In summary, we found that 2 of 16 previously reported OTC-resistant P. larvae isolates, and 6 of 8 previously reported OTC-intermediate resistant isolates were susceptible upon re-testing and did not carry a tet(L) gene. Additionally, 2 of 8 previously reported OTC-intermediate resistant isolates were found to be OTC-resistant upon re-testing. The remainder of the re-tested P. larvae isolates were confirmed to have the same OTC phenotype and concordant tet(L) PCR results as reported previously in our article (Updated Fig. 2).

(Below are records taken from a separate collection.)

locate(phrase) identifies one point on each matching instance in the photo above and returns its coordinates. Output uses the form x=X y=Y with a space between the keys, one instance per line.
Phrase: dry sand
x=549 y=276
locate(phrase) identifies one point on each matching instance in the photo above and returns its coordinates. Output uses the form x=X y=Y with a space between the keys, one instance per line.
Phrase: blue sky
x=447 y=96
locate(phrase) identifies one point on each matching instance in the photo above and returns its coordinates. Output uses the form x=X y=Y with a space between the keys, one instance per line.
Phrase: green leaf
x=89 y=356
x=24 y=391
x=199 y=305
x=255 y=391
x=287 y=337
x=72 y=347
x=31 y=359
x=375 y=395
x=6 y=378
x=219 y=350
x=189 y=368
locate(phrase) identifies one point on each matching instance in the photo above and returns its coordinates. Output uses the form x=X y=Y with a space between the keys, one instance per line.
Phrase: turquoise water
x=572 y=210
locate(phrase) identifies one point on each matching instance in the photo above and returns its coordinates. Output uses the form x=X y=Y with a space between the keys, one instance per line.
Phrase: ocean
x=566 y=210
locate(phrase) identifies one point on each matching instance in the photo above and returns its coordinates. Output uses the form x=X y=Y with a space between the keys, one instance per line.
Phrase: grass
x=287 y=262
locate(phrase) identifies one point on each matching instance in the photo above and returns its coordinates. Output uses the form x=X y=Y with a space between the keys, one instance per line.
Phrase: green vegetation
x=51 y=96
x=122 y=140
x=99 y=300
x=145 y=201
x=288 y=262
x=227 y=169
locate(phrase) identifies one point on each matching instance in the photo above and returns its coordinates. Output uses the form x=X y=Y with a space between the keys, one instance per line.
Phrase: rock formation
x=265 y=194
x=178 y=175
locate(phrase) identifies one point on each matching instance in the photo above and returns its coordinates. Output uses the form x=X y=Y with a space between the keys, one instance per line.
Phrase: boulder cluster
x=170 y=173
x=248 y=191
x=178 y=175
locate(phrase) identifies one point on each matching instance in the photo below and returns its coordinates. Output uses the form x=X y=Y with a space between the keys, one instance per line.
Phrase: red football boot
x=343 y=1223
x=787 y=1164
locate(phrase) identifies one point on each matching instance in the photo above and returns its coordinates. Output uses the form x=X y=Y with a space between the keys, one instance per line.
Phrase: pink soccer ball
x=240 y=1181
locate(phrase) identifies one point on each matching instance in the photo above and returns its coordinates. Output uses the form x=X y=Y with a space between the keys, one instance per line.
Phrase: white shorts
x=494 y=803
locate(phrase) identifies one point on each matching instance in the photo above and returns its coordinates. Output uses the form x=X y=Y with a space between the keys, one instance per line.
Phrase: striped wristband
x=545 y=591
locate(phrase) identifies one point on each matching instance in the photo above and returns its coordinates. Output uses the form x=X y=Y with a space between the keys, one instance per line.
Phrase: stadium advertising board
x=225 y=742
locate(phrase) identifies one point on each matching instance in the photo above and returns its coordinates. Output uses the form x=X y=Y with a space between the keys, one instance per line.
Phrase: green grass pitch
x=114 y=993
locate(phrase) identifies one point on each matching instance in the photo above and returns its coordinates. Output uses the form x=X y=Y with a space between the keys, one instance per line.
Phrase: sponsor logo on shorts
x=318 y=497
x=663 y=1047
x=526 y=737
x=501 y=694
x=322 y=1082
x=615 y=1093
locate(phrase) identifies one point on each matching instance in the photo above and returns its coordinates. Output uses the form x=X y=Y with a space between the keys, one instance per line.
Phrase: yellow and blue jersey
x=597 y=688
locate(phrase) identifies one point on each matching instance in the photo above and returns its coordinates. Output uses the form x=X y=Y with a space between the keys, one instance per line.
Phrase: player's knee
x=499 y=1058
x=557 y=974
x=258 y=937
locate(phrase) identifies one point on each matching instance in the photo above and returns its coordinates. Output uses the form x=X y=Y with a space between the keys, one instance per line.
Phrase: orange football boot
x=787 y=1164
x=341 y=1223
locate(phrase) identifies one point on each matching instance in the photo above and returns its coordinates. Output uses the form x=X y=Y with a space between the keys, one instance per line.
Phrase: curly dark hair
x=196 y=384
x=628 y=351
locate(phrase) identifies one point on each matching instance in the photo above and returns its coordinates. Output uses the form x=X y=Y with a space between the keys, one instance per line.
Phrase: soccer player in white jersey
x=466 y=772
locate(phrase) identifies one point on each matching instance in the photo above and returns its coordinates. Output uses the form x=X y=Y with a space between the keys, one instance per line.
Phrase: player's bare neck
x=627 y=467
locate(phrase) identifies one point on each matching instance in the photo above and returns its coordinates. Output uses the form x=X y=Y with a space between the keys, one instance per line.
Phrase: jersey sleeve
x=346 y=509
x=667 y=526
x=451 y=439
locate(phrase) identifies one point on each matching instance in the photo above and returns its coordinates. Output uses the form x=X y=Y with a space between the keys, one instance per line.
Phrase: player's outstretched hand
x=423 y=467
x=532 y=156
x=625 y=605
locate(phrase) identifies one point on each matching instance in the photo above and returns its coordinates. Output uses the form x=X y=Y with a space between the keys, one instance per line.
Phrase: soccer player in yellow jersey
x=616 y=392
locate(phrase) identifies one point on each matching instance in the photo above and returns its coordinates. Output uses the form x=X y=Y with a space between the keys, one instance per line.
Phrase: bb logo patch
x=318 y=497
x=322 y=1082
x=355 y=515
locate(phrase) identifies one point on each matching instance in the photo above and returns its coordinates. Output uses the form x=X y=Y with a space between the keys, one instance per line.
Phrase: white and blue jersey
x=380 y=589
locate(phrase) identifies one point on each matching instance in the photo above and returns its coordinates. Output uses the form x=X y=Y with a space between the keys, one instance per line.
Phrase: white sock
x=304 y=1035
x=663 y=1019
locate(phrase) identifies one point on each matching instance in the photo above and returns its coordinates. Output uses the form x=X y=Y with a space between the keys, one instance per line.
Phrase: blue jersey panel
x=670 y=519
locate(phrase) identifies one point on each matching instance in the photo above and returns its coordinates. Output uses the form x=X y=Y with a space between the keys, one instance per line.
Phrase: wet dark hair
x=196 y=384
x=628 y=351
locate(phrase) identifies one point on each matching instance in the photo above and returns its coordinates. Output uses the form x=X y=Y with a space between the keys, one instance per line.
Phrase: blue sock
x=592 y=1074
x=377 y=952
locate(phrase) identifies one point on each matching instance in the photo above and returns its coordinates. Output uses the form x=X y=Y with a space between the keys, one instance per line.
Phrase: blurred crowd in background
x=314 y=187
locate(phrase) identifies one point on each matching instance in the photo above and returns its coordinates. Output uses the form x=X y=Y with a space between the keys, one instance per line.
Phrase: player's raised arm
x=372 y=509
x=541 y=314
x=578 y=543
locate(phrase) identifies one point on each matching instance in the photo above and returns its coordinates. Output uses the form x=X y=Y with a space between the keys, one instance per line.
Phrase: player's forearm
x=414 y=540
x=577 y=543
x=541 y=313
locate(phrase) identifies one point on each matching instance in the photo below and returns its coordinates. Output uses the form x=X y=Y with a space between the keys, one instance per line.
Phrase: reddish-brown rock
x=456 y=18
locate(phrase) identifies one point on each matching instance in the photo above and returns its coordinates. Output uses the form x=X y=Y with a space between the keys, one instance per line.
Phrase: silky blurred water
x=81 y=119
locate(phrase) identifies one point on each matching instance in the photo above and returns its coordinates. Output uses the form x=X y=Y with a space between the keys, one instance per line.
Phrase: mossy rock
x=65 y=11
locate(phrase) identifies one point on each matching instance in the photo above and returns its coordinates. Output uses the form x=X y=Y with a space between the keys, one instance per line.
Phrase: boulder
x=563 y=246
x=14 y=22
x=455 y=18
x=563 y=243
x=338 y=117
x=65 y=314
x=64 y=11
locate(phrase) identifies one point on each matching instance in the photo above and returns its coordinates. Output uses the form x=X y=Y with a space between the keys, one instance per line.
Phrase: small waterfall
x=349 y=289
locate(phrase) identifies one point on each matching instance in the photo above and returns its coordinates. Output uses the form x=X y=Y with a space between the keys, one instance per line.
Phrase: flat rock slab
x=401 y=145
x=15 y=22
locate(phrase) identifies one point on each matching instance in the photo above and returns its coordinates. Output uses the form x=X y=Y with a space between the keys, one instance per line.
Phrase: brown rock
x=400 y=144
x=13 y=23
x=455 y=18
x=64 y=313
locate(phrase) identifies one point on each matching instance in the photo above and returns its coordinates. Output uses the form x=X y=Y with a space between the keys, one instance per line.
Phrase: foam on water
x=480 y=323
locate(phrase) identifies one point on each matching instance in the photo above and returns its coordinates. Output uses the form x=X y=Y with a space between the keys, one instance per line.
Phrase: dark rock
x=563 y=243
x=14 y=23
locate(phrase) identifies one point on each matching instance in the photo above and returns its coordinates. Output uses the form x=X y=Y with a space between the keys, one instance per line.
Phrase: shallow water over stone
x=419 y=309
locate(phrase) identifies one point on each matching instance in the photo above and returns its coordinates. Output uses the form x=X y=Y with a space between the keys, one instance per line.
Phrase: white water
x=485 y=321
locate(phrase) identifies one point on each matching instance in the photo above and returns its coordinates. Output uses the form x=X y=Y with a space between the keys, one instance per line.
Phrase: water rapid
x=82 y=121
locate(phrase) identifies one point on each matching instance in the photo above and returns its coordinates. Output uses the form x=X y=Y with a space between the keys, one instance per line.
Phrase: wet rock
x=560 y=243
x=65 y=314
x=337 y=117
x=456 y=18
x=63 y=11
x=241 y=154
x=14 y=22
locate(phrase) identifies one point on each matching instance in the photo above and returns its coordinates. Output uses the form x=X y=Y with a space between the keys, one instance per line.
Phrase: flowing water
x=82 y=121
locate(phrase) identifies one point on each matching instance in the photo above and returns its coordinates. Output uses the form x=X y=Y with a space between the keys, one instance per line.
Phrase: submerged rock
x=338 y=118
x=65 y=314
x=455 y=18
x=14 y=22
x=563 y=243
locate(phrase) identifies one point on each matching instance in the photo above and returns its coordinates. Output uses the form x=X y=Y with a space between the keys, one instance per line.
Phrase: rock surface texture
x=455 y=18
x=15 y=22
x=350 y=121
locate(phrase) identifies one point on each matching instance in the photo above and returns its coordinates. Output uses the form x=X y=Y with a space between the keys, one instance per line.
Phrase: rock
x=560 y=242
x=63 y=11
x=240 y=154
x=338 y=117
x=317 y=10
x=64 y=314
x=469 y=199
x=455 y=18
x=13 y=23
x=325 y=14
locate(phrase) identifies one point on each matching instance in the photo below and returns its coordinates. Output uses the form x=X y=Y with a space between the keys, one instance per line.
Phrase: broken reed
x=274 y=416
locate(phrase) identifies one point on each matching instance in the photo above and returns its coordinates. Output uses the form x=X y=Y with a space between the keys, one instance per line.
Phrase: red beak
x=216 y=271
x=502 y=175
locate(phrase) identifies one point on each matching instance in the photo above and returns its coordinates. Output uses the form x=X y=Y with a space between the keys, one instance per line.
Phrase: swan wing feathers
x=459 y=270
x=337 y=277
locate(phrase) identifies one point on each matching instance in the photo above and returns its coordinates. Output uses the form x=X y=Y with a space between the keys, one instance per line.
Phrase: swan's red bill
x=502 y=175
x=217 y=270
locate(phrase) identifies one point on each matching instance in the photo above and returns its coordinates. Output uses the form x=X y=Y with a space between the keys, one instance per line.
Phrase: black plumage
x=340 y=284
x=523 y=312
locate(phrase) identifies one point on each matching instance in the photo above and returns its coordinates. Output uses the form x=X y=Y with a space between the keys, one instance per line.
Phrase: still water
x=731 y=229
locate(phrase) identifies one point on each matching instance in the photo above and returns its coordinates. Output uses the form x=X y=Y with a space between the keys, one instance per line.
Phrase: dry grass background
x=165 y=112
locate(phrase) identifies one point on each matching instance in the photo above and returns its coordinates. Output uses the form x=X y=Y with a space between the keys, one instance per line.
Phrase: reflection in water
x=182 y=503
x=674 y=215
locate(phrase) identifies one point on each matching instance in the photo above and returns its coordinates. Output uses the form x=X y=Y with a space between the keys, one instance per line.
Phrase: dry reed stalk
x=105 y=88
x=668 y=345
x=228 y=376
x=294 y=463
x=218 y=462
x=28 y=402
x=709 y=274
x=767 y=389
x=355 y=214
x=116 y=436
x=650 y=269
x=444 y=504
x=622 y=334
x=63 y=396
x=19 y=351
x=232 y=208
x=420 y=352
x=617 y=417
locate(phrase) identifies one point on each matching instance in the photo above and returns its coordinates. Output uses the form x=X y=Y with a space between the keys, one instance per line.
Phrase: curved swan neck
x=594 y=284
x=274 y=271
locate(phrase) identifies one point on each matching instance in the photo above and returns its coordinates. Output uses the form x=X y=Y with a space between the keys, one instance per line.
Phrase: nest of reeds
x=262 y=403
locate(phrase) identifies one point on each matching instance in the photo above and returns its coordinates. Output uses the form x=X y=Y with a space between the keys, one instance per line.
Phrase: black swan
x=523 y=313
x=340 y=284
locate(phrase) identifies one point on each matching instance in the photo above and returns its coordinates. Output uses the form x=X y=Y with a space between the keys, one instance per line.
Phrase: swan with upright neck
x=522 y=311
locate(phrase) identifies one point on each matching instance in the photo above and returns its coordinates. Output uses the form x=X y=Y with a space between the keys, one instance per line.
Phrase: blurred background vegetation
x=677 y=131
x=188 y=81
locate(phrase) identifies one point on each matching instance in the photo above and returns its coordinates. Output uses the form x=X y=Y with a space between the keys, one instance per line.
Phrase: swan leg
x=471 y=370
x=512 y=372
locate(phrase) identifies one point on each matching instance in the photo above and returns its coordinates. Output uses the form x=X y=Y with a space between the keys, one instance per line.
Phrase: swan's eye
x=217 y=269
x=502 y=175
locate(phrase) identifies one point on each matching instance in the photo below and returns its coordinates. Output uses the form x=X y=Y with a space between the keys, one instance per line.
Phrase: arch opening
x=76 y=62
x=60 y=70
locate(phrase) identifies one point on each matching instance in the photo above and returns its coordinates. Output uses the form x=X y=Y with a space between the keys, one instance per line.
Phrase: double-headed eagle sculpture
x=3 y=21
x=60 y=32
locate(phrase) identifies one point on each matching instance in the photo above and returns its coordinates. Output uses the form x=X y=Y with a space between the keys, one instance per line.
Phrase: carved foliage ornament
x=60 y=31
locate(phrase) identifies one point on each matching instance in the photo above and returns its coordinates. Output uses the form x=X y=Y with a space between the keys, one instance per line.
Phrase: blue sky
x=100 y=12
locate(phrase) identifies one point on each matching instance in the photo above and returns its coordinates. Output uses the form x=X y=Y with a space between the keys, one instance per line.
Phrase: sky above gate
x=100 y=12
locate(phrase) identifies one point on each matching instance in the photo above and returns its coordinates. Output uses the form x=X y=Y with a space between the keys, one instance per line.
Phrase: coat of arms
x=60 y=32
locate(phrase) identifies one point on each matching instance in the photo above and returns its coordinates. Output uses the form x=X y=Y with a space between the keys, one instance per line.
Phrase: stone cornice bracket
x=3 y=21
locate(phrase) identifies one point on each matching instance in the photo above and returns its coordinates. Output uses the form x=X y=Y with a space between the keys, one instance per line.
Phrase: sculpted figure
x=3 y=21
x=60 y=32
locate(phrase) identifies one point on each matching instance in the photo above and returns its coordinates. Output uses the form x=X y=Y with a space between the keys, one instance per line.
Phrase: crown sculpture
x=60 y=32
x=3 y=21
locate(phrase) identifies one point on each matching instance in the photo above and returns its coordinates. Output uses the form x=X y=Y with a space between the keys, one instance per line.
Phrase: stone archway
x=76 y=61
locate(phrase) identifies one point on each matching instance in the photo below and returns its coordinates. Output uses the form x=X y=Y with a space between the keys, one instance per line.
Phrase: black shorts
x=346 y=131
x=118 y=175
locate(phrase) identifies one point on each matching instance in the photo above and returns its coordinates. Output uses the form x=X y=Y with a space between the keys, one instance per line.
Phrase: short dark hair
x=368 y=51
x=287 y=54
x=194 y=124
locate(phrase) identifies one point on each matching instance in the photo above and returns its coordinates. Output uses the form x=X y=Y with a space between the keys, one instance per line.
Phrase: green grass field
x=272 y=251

Spatial distribution and oxytetracycline (OTC) susceptibility of Paenibacillus larvae isolates from 1 of 52 Saskatchewan, Canada commercial beekeeping operations from 2019 and 2020. Each pie chart or donut chart represents the OTC susceptibility of P. larvae isolates cultured from the extracted honey in 1 of 4 (northeastern, northwestern, Saskatoon area, southern) regions of Saskatchewan. Lettered pie charts represent beekeeping operations whose extracted honey samples contained resistant (red) isolates of P. larvae. Donut-shaped charts represent commercial beekeepers whose P. larvae isolates were all susceptible to OTC (blue) or whose honey samples did not contain any detectable P. larvae spores (green). Donut chart “1” represents a beekeeper from whom an additional OTC-susceptible P. larvae isolate was characterized by whole-genome sequencing. The size of pie charts was increased relative to donut charts to enhance readability and does not reflect differences in sample size.